Italy's leaders have launched a push to increase ID checks, deportations, and the construction of detention centers. The tough migration stance is the first major policy departure for new Prime Minister Gentiloni.
Italy has decided to ramp up checks on migrants and increase deportations in 2017, national media reported on Saturday. According to several of the country's leading dailies, police chief Franco Gabrielli sent a memorandum to Italian police stations calling on them to be extra vigilant in the new year.
Gabrielli is the director of public safety for a special Italian police unit called the Protezione Civil,which handles security for "exceptional" circumstances. In his directive, he reminds local officers of the importance of making routine checks "in the current crisis considering the increasing pressures of migration in an international context characterized by instability and which require maximum effort…to keep our territory 'under control.'"
The memo further calls on officers to give "maximum momentum" to cases involving irregular foreigners.
In the clutches of the traffickers
It is easy to see why Italy might want to emphasize deportations and local police patrols. Its position in the Mediterranean makes it the first stop for many refugees and migrants, indeed a record half a million arrived on its shores since 2014. But on top of that, it was beat cops in Milan asking for identification that discovered and killed Anis Amri, a rejected asylum seeker who carried out an attack on a Berlin Christmas market that killed 12 people and injured 49. Amri was one of the thousands to first arrive in Europe via Italy after taking a boat from North Africa.
This is to say nothing of the thousands of drowning deaths that have occurred in 2016 as asylum seekers attempt to reach Europe in shoddy rubber dinghies.
The officer's letter echoed sentiments made by Interior Minister Marco Minniti, who recently confirmed plans to build several new detention centers in Italy to facilitate faster deportations for migrants whose asylum applications are denied.
Rejection of Renzi
A stricter attitude towards migration marks the first major policy shift under newly appointed Prime Minister Paolo Gentiloni after having taken over from his Democratic Party (PD) colleague Matteo Renzi, who stepped down in December following a crushing defeat over a referendum to streamline the government.

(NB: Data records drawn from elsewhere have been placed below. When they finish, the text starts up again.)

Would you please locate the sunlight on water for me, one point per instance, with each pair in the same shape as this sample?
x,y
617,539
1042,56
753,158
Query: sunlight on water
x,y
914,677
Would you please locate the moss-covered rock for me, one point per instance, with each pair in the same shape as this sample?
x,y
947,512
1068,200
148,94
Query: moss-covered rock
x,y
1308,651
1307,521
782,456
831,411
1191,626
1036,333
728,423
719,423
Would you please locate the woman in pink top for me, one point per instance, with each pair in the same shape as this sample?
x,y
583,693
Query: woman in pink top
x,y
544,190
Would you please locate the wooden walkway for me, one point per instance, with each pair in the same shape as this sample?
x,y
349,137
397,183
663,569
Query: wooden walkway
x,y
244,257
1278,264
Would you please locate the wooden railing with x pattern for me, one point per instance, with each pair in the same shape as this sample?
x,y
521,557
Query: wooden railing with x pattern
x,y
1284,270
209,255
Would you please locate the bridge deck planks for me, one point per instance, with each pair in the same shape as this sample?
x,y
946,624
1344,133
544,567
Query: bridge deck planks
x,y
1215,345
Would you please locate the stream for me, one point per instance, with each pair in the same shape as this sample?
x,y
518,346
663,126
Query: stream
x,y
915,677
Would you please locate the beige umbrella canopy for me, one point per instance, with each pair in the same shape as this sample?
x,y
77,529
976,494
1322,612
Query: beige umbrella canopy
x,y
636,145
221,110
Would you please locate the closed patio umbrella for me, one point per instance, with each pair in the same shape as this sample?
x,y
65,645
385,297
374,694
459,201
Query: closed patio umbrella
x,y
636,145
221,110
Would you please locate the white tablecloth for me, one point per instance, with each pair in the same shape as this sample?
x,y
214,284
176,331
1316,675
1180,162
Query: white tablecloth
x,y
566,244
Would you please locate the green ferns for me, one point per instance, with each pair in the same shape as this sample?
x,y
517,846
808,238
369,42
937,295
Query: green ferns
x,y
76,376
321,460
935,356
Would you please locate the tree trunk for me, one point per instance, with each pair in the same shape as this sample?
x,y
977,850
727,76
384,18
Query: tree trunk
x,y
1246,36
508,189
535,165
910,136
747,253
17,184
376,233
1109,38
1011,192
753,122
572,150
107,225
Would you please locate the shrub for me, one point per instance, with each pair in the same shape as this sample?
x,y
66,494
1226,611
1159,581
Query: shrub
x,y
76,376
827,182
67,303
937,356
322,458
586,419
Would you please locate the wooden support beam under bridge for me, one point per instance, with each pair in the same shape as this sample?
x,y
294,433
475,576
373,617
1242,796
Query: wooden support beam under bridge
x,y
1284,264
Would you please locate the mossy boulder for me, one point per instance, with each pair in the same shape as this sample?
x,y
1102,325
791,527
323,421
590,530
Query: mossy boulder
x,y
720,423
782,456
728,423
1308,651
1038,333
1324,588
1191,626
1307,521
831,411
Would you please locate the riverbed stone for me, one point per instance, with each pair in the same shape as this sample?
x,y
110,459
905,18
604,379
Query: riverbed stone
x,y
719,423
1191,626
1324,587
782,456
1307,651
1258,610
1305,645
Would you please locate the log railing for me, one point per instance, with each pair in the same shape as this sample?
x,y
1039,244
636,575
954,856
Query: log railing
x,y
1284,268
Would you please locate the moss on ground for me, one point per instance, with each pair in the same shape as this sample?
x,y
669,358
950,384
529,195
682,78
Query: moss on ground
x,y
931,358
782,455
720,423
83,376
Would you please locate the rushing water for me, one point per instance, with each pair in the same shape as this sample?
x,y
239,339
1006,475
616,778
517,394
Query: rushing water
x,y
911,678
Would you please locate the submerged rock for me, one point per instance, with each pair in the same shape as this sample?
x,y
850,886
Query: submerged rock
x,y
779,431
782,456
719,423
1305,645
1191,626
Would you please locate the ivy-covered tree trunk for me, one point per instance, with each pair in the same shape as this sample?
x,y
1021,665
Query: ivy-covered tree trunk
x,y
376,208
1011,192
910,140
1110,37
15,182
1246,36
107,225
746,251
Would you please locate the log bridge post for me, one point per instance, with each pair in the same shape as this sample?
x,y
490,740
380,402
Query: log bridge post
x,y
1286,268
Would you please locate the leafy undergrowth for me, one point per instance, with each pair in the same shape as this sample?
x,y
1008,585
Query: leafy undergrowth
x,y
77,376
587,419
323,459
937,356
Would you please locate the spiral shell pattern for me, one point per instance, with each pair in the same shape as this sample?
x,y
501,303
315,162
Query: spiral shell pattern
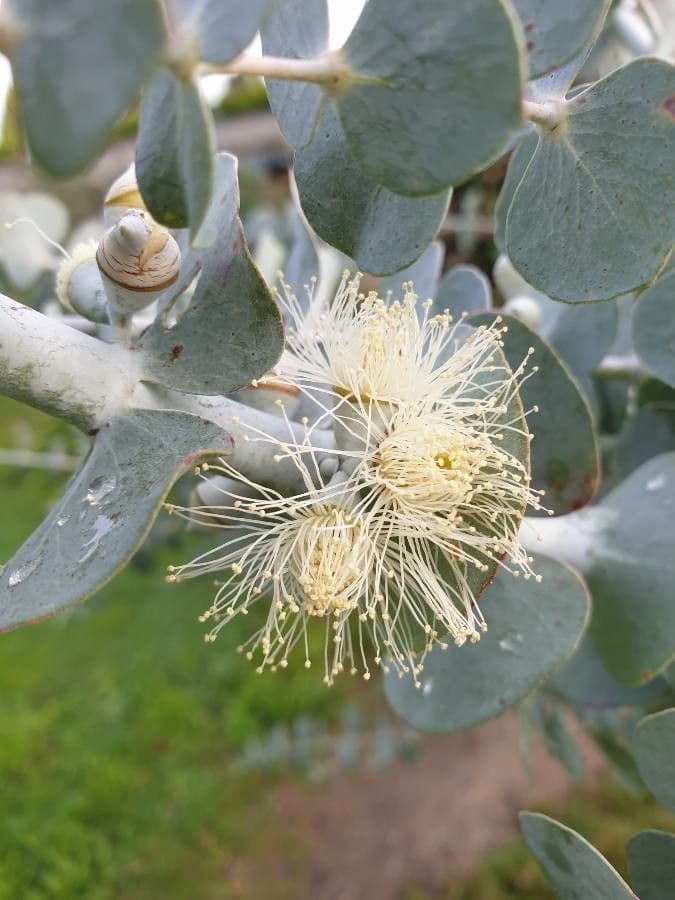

Leader of the right-wing Lega Nord party, Matteo Salvini, took the news as a victory. "The government changes course on immigrants: increases raids, inspections and repatriations…But I thought everything was under control?" the euroskeptic politician wrote on Facebook. Salvini slammed politicians who called him bigoted for his anti-immigrant stance, asking sarcastically "were the Lega and I not made out to be racists inventing fears? Meanwhile, thanks to the PD in three years another 500,000 have landed here."
Because Renzi objected to detention centers on humanitarian grounds, Italy only has four pre-repatriation camps left operating. These can comfortably house only about 360 people. Reports suggested that the interior ministry will open 16 more in the coming year, which could still handle only a small portion of the migrants estimated to be living in Italy without authorization.